Se The Canon of Balls conseguir equilibrar sua dureza com a sensação de progressão, pode abrir espaço para mais projetos indie que misturam horror, parkour e estética retro. Por outro lado, se a curva de aprendizado for considerada excessiva, o título pode ficar restrito a nichos de jogadores hardcore.
O preço baixo também é um fator decisivo: por menos de quatro dólares, o risco de experimentar o jogo é mínimo, o que pode gerar um fluxo constante de novos jogadores curiosos. Essa estratégia de preço pode inspirar outros desenvolvedores a apostar em acessibilidade ao invés de conteúdo premium.
O que falta saber
- Não há modos cooperativos oficiais, então a experiência ainda depende de jogadores que criem suas próprias regras.

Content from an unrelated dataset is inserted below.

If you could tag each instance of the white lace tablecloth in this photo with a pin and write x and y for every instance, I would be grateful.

- O mundo aberto não é procedural; cada área foi desenhada à mão, o que pode gerar repetições de layout em algumas regiões.
- O suporte pós‑lançamento ainda é incerto – atualizações futuras podem melhorar a curva de dificuldade ou introduzir novos desafios.
Em suma, The Canon of Balls oferece uma combinação rara de design artístico e gameplay desafiador. Se você gosta de jogos que exigem paciência e oferece recompensas memoráveis, vale a pena dar uma chance a essa joia indie.